Ce récit est une bataille contre l’adversité. Il parle de la mémoire parfois si fragile, d’une convalescence inattendue, de comment un jour, on réapprend son alphabet, à compter, à retrouver ses souvenirs.
Élodie Durand
Cette pudeur dans la présentation de l’ouvrage, on la retrouve dans le récit. L’artiste se dégage donc de sa propre identité (ou presque) pour construire son récit. En faisant vivre Judith, elle extériorise ses souvenirs, panse ses plaies progressivement, comme si le personnage de son ouvrage était une autre Élodie, jeune femme d’une autre époque dans laquelle elle ne s’identifie plus ou mal.

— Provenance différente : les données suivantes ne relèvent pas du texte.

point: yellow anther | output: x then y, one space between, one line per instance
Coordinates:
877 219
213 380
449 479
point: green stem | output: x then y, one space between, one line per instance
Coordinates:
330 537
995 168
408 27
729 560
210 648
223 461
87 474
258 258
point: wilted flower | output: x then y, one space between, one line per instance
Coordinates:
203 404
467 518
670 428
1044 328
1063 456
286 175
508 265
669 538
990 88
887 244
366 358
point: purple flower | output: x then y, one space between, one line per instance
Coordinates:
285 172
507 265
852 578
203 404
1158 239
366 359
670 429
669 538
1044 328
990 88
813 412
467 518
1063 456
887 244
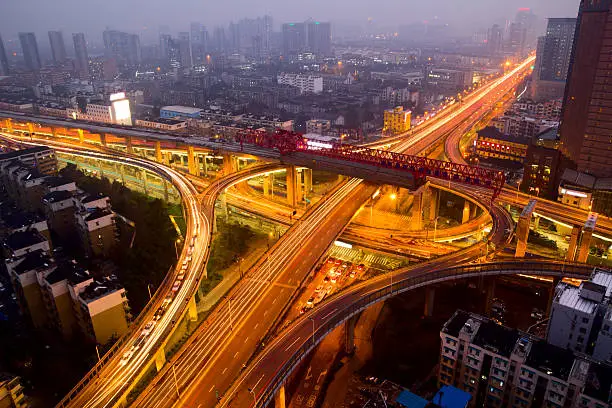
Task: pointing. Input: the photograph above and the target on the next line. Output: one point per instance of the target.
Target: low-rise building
(169, 125)
(493, 144)
(308, 84)
(504, 367)
(396, 121)
(11, 392)
(168, 112)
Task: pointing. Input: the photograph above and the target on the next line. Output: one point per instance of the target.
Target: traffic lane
(306, 256)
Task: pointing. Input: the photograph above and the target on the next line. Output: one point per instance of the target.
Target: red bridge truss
(419, 167)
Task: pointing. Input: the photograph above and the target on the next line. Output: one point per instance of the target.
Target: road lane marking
(292, 344)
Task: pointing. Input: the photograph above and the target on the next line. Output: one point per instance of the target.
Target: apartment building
(503, 367)
(95, 224)
(308, 84)
(580, 316)
(396, 121)
(11, 392)
(41, 157)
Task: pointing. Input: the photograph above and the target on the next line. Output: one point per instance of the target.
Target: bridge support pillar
(490, 295)
(191, 162)
(193, 309)
(416, 215)
(229, 164)
(522, 234)
(291, 186)
(349, 334)
(128, 145)
(430, 294)
(160, 359)
(466, 212)
(585, 245)
(268, 184)
(434, 200)
(307, 181)
(279, 397)
(551, 295)
(573, 245)
(536, 222)
(158, 155)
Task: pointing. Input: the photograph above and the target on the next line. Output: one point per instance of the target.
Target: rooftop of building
(454, 325)
(599, 382)
(57, 181)
(99, 288)
(569, 296)
(603, 277)
(549, 359)
(187, 110)
(496, 338)
(165, 121)
(97, 213)
(34, 261)
(22, 219)
(56, 196)
(23, 239)
(491, 132)
(70, 271)
(18, 153)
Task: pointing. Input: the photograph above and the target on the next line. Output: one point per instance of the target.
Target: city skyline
(112, 14)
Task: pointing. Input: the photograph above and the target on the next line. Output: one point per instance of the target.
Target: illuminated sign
(117, 96)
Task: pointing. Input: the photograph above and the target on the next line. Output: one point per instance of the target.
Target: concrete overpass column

Un trait doux, expressif, une force de dessin qui est tout à fait adaptée et qui vient servir le récit de manière pertinente. De plus, on voyage dans deux ambiances graphiques différentes. La première ambiance est douce, mordante, crue, troublante. L’auteur se met en scène, personnage en premier plan sur des fonds de case assez minimalistes (mettant en exergue la portée de ses propos). Seules les décors extérieurs sont enrichis de détails, perdant parfois le personnage dans une forme d’anonymat et nous aidant à matérialiser la chute vertigineuse(car abrupte et très rapide) de sa perte de repères et de sa personnalité. Les extraits issus de la seconde ambiance graphique ont été réalisés pendant la phase critique de la maladie (années allant de 1995 à 1998) et font évoluer de petits personnages assez basiques techniquement sur des fonds de cases complètement vierge. Le trait est hésitant, imprécis et voire brouillon à certains moments. On dirait une sorte d’ »états d’âme » issus d’une autre période. Ils matérialisent de l’angoisse, de la tristesse et un personnage qui est face à face à des démons imaginaires.

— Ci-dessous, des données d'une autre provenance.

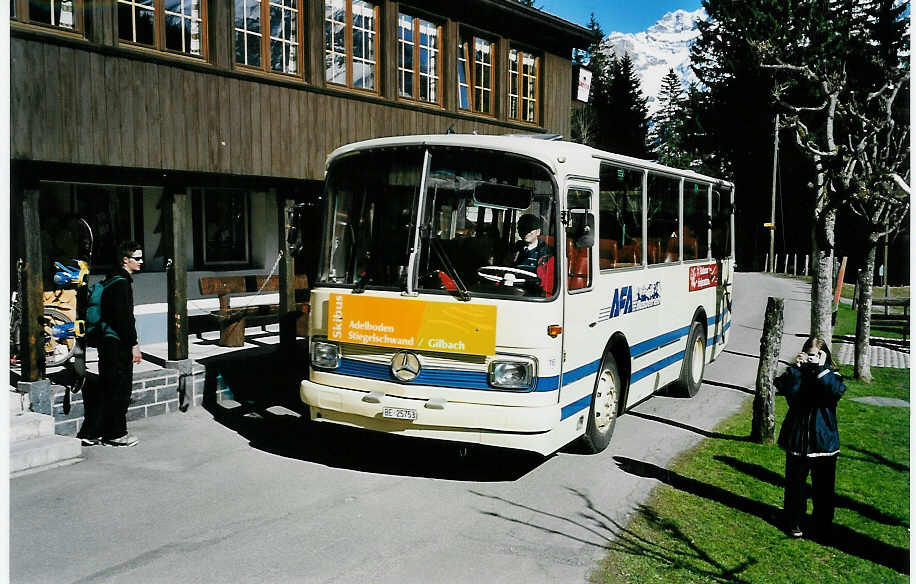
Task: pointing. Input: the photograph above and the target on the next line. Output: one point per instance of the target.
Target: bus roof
(564, 158)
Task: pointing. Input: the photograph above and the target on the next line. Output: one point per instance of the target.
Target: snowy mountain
(665, 45)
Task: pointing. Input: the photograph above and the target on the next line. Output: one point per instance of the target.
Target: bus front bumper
(527, 428)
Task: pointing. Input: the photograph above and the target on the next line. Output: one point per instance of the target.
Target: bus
(512, 291)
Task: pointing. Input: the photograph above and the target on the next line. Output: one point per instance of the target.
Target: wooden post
(839, 282)
(763, 425)
(31, 331)
(286, 283)
(177, 273)
(855, 290)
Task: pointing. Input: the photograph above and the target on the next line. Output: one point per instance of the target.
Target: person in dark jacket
(812, 387)
(105, 417)
(529, 250)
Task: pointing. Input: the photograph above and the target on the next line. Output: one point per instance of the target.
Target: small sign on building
(582, 83)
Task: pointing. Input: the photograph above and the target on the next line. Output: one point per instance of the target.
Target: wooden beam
(31, 331)
(286, 284)
(177, 229)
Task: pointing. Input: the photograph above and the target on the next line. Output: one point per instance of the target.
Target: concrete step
(43, 453)
(29, 425)
(19, 403)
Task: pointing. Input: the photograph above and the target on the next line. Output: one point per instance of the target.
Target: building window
(224, 226)
(62, 14)
(114, 214)
(418, 59)
(475, 75)
(177, 26)
(523, 86)
(280, 45)
(350, 37)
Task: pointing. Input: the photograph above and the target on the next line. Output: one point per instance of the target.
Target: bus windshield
(488, 224)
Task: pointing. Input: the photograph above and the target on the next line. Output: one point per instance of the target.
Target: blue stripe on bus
(430, 376)
(478, 380)
(640, 349)
(657, 366)
(575, 407)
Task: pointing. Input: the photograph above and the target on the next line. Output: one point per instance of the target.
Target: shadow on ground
(841, 538)
(266, 410)
(595, 528)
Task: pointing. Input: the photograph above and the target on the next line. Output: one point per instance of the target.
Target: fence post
(855, 290)
(763, 424)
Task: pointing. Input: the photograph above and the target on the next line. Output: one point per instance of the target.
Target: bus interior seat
(608, 253)
(577, 260)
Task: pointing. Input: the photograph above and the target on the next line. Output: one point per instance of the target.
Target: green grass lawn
(846, 324)
(849, 289)
(716, 514)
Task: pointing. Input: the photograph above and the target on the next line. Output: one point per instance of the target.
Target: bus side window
(662, 215)
(580, 238)
(620, 225)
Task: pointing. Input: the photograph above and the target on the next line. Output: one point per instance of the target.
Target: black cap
(527, 223)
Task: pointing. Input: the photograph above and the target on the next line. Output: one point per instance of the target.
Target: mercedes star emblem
(405, 366)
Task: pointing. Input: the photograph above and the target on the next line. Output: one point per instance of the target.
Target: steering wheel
(506, 275)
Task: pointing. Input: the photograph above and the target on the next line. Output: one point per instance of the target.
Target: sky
(616, 15)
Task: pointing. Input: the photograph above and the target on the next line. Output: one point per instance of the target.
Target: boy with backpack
(111, 327)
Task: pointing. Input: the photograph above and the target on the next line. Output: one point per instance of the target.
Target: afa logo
(629, 299)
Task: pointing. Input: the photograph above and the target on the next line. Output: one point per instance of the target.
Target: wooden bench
(231, 320)
(886, 320)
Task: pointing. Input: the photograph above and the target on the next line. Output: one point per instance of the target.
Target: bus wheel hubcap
(605, 401)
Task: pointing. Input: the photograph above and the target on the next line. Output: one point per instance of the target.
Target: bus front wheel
(694, 362)
(603, 412)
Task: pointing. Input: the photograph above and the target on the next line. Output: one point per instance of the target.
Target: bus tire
(694, 363)
(602, 414)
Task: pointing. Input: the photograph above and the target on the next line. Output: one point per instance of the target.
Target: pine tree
(667, 139)
(592, 121)
(630, 122)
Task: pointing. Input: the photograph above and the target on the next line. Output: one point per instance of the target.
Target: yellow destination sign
(412, 324)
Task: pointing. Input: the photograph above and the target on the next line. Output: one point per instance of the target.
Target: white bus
(512, 291)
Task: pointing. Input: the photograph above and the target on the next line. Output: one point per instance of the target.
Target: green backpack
(96, 328)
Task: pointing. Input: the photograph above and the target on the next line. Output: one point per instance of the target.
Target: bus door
(721, 214)
(581, 303)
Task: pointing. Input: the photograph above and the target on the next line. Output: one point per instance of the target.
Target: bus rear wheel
(602, 414)
(694, 362)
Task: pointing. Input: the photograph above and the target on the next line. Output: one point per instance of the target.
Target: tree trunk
(763, 424)
(822, 238)
(863, 318)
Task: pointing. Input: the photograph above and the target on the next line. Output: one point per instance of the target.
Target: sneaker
(126, 440)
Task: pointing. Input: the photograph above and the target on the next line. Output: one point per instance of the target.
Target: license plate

Une lecture que je partage avec Mango et les participants aux
Dans ce récit, la maladie est personnifiée à tel point qu’elle en devient presque le personnage principal du récit. Une maladie qui va rythmer la vie de Judith/Élodie pendant trois ans et dépossède cette dernière de son humanité. L’occasion pour l’auteur de faire face à un passé douloureux et d’imprimer de manière indélébile ses souvenirs flous ou inexistants de cette période. Une parenthèse abrupte dans la vie de l’auteure.

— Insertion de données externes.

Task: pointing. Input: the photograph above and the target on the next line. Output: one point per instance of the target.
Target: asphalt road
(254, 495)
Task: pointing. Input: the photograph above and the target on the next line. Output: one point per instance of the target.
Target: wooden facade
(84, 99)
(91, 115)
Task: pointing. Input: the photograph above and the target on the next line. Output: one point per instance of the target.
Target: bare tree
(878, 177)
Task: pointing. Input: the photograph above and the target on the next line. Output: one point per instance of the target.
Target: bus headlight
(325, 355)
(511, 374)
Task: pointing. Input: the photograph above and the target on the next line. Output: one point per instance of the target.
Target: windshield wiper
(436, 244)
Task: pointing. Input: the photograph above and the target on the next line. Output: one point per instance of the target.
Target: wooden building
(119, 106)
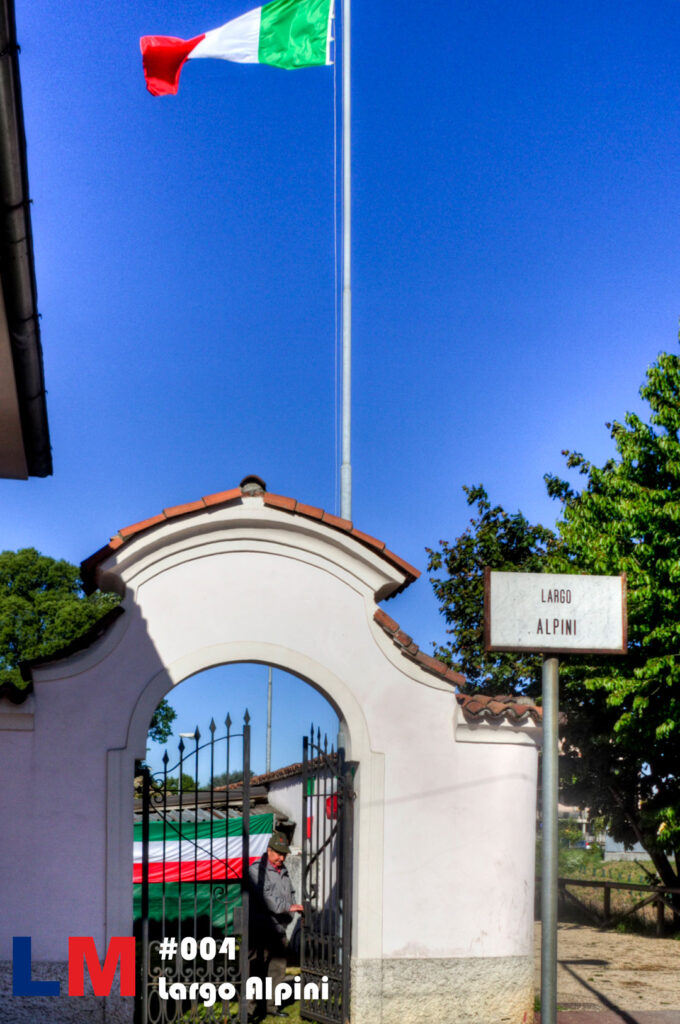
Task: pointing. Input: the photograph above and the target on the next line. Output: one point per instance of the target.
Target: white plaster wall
(443, 828)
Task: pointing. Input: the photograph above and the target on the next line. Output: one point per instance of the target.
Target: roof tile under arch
(223, 498)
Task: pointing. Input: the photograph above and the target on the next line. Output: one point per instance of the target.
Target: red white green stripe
(285, 33)
(199, 853)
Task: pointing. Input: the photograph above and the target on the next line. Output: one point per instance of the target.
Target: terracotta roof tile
(481, 707)
(413, 651)
(309, 510)
(88, 566)
(280, 502)
(138, 527)
(183, 509)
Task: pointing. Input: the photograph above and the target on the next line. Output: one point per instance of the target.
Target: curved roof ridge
(482, 707)
(247, 487)
(411, 650)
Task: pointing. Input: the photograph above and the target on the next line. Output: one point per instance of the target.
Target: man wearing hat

Ici, le handicap est décortiqué avec franchise, l’auteur ne lisse pas les contours d’une réalité comme dans Journal d’une bipolaire, l’auteur n’étale pas la vie de ses proches ou n’utilise pas de manière systématique des métaphores pour dire les choses (comme dans L’Ascension du Haut Mal). Le ton est juste, point n’est besoin de trop en faire. Je suis assez convaincue par ce choix et sort (de ma lecture) touchée par ce témoignage.
La Parenthèse a reçu le Prix Nouvelle République 2010 (album d’un auteur régional). Prix Révélation au Festival d’Angoulême 2011.
Yvan m’avait conseillé de lire cet album, voici sa chronique. Je vous propose aussi de lire les avis d’Harenzo, des Modernes et de voir la preview sur Digibidi.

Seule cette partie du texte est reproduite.